By Teri Okita – bio | email

HONOLULU (HawaiiNewsNow) - As praise went out for the military strike team that killed Osama Bin Laden, the White House also honored heroes from the past on Monday.

Hawaii was well-represented at the White House - as President Obama awarded the nation's highest military decoration to a Maui solider who died on the battlefield while saving the men in his company.

The honor for Private First Class Anthony "Tony" Kahoohanohano came 60 years after his death – as he posthumously received the Medal of Honor.

In 1951, during the Korean war, the 21 year old Kahoohanohano sent his men out of harm's way during a firefight with a group of North Korean soldiers. As his men fell back to safety, Kahoohanohano gathered grenades and firearms and singlehandedly fought the enemy until his ammunition ran out.

President Obama told a packed room at the ceremony, "After firing so many bullets, the barrel of his machine gun was literally bent, but Tony had stood his ground. He had saved the lives of his men."

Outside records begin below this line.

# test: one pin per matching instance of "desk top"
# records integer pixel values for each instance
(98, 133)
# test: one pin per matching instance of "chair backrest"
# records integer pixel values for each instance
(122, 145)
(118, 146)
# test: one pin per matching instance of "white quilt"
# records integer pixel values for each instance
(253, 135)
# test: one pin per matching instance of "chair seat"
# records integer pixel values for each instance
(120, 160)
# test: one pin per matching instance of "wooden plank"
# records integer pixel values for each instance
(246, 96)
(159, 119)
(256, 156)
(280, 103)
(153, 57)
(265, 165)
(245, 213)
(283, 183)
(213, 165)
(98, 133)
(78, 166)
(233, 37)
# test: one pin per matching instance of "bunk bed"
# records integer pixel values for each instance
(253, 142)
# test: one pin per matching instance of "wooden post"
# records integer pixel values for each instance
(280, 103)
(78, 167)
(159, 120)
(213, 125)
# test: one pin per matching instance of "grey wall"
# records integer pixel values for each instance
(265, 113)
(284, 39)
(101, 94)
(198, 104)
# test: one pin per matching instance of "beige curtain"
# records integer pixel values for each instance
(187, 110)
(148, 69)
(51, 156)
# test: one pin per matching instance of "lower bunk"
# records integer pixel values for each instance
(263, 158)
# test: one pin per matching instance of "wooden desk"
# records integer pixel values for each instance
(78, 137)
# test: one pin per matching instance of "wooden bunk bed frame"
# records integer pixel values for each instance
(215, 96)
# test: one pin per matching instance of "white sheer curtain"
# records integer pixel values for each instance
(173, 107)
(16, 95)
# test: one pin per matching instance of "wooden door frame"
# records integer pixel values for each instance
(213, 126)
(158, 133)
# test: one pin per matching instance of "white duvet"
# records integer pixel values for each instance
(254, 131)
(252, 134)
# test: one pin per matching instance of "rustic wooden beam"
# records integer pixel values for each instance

The North Koreans drew closer, and Kahoohanohano engaged in hand-to-hand combat using the only weapon he had left - a shovel. The young Hawaiian was killed in the fight, but the President says his courage inspired his men to regroup, rally, and drive the enemy back.

At the White House, in front of dignitaries and across television news networks, Kahoohanohano's nephew, George, accepted the Medal of Honor from President Obama. Many other members of the ohana also attended - which drew notice from the President.

"Hawaii is a small state," said Mr. Obama, "but the Kahoohanohanos are a very big family. In fact, I went to high school with one of their cousins. Whitey. Tell Whitey I said "Howzit"! The President then gave a shaka sign, and the crowd laughed.

The Kahoohanohano family was in good company - joined by First Lady, Michelle Obama, Senator Daniel Inouye, Congresswoman Mazie Hirono, and Senator Daniel Akaka, who was instrumental in moving the process forward for Kahoohanohano.